Novara – Per gli amatori della pittura dell’Ottocento, soprattutto di quella che non si vede nei musei ma che è gelosamente custodita nei salotti delle case private, è giunta l’ora di andare, anzi tornare, al Castello Visconteo Sforzesco di Novara dove è aperta (e lo resterà fino al 6 aprile 2026) la mostra L’Italia dei primi italiani. Ritratto di una nazione appena nata. Vuol essere questa rassegna una sorta di viaggio pittorico compiuto nella seconda metà dell’Ottocento durante il quale s’incontrava e ammirava la vita alacre e colorita della gente d’Italia e si rimaneva stupiti davanti a paesaggi di ineguagliabile incanto. I nostri artisti furono davvero bravi a fermare questo composito universo, almeno sulle tele luminoso e in pace, raffigurando con una pittura colma di piacere narrativo e rappresentativo le bellezze naturali del paesaggio, la semplicità episodica del quotidiano e il suo vivace folklore.

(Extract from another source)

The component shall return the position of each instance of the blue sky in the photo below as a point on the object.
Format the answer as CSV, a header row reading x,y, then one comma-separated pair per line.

Proprio con opere di soggetto tanto vario e brillante è allestita la rassegna novarese dove geograficamente il Bel Paese è tutto presente, dalle vedute luccicanti di neve della Val Vigezzo e di Cortina dipinte da Cesare Maggi e dallo specchio turchino del lago Maggiore di Angelo Morbelli fino alla radiosa luce della Marina Grande di Capri magistralmente colta da Rubens Santoro, alla garibaldina e quieta Caprera ritratta da Luigi Steffani e alla sinfonica maestà della Conca d’Oro palermitana di Francesco Loiacono. In mezzo tutta l’altra Italia (e qui si potrebbe aggiungere il verdiano “sì bella e perduta”) anche quella meno nota e consueta e se davanti ai panorami ci si poteva a ragione incantare, non si poteva non prestare sguardi incuriositi al gran daffare delle Lavandare dell’Ema protagoniste di un quadro di Angiolo Tommasi, al lavoro non facile degli

Oiseleurs di Alceste Campriani o alla Raccolta delle zucche di Francesco Paolo Michetti per la quale D’Annunzio non fu parco di mirabolanti parole descrivendone l’ambientazione simile a “ruina immane di una pagoda, a frammenti di colossi buddistici” e indugiando sulle “cocozze chiazzate di strane forme, di strani contorcimenti, simili a teschi mostruosi, a vasi guasti da gonfiori”.
Emozionante, pittoresca, folkloristica certo l’illustrazione del piccolo e giovane mondo italiano, ma non erano soltanto questi i soggetti scelti dai pittori. La borghesia andava affermandosi e ci teneva, eccome, ad essere rappresentata e a mostrare il suo status emergente. Giuseppe De Santis la ritrae mentre passeggia elegante e svagata nel parco della Villa Comunale di Napoli mentre Vespasiano Bignami la coglie “il dì di San Giorgio” nella scampagnata primaverile fuori Milano dove al passaggio della compagnia “dei sciuri” un oste si leva il cappello sperando in una loro sosta.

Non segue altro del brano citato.